"The martyrs of Majdanek and Oswięcim...will arise from flames bringing with them the acrid smoke and deathly odour of scorched and martyred Europe" The Intense Humming of Evil, Manic Street Preachers (1994)
This unattributed Nuremberg Trials quote was one of many dark lines from the Manics’ bleakest album ‘The Holy Bible’,
in a song inspired by the band’s visits to former WWII concentration camps.
As a teenager I listened to the album a lot though never quite related to this track and its message of the ‘sounds’ of evil, from industrial clanging to “screaming souls” – all seemed a bit heavy-handed even by the Manics’ then standards.
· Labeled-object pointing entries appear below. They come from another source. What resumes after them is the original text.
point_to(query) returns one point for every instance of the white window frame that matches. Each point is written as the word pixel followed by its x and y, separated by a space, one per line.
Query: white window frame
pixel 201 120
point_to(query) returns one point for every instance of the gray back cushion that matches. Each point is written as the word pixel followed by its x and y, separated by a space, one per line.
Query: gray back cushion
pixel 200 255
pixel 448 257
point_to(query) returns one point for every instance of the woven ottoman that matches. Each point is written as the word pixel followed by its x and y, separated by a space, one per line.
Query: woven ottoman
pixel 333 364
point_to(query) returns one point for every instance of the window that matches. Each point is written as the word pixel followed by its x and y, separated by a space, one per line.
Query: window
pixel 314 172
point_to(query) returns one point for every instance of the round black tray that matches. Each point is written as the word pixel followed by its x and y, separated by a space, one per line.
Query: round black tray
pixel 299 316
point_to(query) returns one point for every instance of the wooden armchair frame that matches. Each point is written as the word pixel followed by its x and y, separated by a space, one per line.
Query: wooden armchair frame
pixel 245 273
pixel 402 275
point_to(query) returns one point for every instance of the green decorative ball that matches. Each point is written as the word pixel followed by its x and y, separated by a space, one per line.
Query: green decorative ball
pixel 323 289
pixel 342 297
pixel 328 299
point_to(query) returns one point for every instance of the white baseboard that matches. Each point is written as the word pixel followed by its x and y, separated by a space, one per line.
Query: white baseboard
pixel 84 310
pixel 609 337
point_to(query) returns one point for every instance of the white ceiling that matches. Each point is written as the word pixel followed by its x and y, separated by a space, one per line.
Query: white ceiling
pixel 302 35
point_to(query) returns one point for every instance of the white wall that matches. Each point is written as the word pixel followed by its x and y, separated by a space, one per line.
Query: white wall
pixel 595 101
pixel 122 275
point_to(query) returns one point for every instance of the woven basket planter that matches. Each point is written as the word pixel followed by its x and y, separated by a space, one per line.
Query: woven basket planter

It was only when I went to Poland for the first time last month that I finally, unwittingly, visited the ‘Oswięcim’ mentioned in that quote – the Polish town the Nazis renamed Auschwitz and where they built their biggest death camp complex, Auschwitz-Birkenau, responsible for the murder of at least one million people, 90% of them Jews.
After reading and watching so much about it over the years it doesn’t feel real until you’re physically there, amid the grim smokestacks and barbed-wire fences sprawled over hundreds of acres of barren land. Despite summer being a popular time to visit, when the surrounding fields might approach picturesqueness, it felt more fitting to visit when winter was closing in.